The language is stupid, but stupid means easy to learn. You can learn PHP in a day or two if you're familiar with any other language. You can write PHP code in any editor or environment you want. Emacs? Vim? Notepad? nano? Who cares? Whatever floats your boat. Being a stupid language also means that everyone knows it. If you jump ship, your boss can throw together a "PHP coder wanted" ad and replace you in short order.

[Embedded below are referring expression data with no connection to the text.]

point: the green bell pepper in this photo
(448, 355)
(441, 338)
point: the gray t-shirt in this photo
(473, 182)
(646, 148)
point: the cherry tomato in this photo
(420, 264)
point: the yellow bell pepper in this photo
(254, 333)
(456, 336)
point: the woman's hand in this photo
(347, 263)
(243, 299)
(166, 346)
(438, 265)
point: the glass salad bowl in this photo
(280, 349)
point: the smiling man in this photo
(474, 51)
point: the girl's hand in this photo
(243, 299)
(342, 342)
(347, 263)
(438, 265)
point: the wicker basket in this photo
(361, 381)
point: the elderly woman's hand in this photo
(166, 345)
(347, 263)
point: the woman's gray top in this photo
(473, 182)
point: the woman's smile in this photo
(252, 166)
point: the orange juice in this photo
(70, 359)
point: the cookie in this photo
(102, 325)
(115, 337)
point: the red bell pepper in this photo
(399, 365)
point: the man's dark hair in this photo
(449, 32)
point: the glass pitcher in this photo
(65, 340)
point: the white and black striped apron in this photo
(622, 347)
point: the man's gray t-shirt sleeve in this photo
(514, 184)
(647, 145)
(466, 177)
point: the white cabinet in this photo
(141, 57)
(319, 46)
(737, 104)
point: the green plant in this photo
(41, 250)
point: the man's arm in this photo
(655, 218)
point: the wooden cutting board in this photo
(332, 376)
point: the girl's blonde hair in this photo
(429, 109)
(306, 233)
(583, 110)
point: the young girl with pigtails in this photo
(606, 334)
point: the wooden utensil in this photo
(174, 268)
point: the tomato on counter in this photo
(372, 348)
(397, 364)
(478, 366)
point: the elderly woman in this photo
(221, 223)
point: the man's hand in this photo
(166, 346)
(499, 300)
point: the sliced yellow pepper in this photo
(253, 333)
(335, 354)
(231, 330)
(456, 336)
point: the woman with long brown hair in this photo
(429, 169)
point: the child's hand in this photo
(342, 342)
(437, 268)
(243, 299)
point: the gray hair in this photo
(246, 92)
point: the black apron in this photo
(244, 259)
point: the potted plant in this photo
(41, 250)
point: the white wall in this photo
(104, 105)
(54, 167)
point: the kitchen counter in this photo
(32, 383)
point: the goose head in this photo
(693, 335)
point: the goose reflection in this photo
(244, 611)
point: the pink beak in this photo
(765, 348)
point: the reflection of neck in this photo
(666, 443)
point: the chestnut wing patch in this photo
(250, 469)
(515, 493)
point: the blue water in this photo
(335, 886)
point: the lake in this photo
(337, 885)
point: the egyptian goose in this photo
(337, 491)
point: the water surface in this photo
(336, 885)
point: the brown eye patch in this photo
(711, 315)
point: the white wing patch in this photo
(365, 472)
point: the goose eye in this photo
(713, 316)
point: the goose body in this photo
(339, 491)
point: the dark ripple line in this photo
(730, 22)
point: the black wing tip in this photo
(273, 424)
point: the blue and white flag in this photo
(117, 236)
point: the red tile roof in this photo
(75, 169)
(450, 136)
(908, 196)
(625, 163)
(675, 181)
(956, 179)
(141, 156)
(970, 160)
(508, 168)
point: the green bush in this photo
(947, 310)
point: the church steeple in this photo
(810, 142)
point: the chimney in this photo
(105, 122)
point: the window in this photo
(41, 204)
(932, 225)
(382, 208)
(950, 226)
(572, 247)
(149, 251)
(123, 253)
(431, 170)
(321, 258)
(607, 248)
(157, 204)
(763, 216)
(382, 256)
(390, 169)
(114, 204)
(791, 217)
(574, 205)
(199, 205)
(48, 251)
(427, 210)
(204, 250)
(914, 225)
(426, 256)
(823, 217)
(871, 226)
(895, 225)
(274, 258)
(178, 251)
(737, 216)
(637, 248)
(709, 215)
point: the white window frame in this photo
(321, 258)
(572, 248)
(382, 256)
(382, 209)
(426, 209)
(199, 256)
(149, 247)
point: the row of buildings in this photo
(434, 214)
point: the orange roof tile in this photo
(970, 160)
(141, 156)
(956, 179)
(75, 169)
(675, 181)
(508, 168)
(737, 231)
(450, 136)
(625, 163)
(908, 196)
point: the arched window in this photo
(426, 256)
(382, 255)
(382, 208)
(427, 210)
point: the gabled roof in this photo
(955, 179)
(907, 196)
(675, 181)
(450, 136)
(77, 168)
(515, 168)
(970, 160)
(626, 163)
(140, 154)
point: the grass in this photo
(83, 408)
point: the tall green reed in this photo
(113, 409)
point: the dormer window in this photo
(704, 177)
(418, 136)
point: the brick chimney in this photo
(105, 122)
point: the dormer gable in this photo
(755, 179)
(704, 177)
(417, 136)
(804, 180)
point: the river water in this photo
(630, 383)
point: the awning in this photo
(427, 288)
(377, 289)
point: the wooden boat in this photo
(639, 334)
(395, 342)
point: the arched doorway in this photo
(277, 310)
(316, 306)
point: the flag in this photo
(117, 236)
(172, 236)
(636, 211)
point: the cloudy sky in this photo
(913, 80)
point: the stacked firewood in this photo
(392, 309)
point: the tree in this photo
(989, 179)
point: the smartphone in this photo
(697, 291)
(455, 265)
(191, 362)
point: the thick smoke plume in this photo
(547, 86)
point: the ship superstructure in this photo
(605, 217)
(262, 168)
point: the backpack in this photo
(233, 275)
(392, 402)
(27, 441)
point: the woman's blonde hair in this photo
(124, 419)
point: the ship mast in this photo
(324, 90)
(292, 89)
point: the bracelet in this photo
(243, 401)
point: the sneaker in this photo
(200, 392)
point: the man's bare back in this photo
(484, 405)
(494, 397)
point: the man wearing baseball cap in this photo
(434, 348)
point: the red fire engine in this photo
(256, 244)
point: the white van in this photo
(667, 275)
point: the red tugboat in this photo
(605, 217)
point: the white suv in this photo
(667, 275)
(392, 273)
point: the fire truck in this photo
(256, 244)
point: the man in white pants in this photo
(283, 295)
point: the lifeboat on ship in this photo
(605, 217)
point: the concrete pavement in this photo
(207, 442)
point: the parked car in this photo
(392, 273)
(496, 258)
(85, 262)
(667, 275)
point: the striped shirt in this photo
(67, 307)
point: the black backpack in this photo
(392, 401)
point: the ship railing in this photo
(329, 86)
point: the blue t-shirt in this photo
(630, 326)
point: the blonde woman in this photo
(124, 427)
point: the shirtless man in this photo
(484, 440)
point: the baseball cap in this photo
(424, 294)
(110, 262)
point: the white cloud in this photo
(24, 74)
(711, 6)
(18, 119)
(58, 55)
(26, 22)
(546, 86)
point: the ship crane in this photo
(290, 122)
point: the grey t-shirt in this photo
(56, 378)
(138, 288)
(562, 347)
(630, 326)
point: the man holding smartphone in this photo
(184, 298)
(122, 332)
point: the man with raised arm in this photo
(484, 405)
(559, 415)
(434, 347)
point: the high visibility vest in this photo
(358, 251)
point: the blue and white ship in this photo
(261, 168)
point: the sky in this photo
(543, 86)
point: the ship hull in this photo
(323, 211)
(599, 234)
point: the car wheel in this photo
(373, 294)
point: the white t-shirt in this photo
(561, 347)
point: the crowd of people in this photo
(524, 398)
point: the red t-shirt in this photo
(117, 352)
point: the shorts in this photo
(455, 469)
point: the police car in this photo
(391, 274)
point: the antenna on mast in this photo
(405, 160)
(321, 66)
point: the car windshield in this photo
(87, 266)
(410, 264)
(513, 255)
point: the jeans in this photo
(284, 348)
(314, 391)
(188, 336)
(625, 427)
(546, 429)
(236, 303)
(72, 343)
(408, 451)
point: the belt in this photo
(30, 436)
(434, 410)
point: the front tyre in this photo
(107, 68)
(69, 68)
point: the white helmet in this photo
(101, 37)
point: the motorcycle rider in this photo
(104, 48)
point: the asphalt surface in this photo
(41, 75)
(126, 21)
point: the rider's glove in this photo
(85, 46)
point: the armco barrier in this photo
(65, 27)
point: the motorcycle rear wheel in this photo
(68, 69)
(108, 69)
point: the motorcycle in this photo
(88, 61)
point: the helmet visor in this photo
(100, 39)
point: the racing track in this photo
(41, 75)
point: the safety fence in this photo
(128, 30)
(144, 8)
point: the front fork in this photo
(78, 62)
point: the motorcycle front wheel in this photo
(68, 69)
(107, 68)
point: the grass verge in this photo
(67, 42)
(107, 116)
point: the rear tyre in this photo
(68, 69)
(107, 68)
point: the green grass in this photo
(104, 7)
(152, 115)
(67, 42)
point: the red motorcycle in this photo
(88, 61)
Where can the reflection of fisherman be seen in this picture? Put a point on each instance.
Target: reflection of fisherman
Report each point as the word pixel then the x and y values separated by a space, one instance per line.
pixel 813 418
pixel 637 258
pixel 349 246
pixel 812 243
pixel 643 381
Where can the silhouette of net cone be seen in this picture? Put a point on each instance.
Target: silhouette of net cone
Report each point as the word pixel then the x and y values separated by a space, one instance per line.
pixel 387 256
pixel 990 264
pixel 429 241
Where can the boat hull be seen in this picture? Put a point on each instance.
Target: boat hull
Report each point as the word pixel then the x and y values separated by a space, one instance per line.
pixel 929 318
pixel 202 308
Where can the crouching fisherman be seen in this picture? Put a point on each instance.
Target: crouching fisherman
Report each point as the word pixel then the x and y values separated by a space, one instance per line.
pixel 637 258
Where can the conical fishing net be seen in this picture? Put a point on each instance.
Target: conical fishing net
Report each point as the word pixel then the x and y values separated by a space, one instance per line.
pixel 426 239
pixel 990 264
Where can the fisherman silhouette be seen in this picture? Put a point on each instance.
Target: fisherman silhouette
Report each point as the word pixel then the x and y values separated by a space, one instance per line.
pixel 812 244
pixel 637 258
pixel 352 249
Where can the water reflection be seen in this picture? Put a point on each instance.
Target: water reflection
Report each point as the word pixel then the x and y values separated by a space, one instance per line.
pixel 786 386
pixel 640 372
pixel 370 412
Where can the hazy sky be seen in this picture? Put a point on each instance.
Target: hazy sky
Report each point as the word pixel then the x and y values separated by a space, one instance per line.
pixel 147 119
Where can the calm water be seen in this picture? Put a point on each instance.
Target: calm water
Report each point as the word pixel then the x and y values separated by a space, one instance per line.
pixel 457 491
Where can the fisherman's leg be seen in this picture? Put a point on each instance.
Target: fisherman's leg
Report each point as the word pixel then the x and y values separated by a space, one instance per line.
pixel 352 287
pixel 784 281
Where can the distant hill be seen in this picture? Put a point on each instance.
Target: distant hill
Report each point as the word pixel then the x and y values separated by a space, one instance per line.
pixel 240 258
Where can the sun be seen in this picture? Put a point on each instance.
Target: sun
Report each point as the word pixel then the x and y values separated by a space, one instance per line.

And what do you lose? You have to use a butt-ugly horrid language, but the price you pay in headaches and swallowed bile is more than offset by the practical gains. PHP is overly verbose and terribly inconsistent and lacks powerful methods of abstraction and proper closures and easy-to-use meta-programming goodness and Lisp-macro syntactic wonders; in that sense it's not a very powerful language. Your web framework in PHP probably isn't continuation-based, it probably doesn't compile your s-expression HTML tree into assembler code before rendering it.

But PHP is probably the most powerful language around for many jobs if you judge by the one and only measure that counts for many people: wall clock time from "Here, do this" to "Yay, I'm done, it's not the prettiest thing in the world but it works".

The above situation was one I experienced at work, and I did choose PHP right from the start, and I did get it done quickly, and it was apparently not too bad because everyone likes the website. No one witnessed the pain of writing all that PHP code, but that pain doesn't matter to anyone but the code monkey.

If I had to do it over again I might pick Ruby, but certainly never Lisp. I hate PHP more than almost anything (maybe with the exception of Java) but I still use it when it's called for. An old rusty wobbly-headed crooked-handled hammer is the best tool for the job if it's right next to you and you only need to pound in a couple of nails.